Re: [Histonet] Shrinkage of frozen fixed brain tissue mounted on slides
Your explanation of the measurements is rather
hazy, but a 75% linear shrinkage of fixed tissue from
water to stained, dehydrated, cleared and mounted is
reasonable. For brain tisue this was all reviewed long
ago in "Methods in Brain Research", ed. P. B. Bradley;
London: John Wiley, in the 1970s. The book is probably
in your library.
There is a large body of literature, dating back more
than a century, about shrinkage. Bear in mind that a
section stuck to a slide shrinks less in the plane of
the glass than in its thickness when water is removed
by any method (alcohol, air-drying etc).
CM Bush wrote:
> Dear Histonet,
> I have been cutting frozen fixed human brain tissue, using a freezing stage on a rotary microtome. The tissue has been very well fixed in 10%NBF, and cryoprotected with sucrose.

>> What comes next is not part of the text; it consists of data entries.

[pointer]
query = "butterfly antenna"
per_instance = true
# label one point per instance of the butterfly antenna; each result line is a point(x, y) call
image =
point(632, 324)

> I cut the sections at 50 um, floated the sections in PBS, mounted them on slides, and allowed them to dry for 48hrs and then Nissl stained.

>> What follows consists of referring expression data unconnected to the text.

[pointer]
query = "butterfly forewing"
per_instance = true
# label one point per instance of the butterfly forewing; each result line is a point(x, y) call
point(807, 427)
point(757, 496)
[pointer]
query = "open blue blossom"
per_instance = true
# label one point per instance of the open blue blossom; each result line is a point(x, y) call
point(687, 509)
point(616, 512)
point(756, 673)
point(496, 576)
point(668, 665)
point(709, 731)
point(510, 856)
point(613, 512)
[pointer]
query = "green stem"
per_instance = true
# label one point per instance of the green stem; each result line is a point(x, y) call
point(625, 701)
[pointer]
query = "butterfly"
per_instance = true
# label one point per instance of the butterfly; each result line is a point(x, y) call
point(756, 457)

> Everything looks nice except that the sections have shrunk down to 20um as measured using a stereology set up. This is very sad.
> I guess we will just have to cut thicker sections...
> My question is, does this sound like the amount of shrinkage to expect with frozen fixed brain tissue mounted onto slides? It makes sense that there would be some change due to expansion of freezing water, and then drying on the slide but greater than 50% change?
> Thank you in advance, for your help.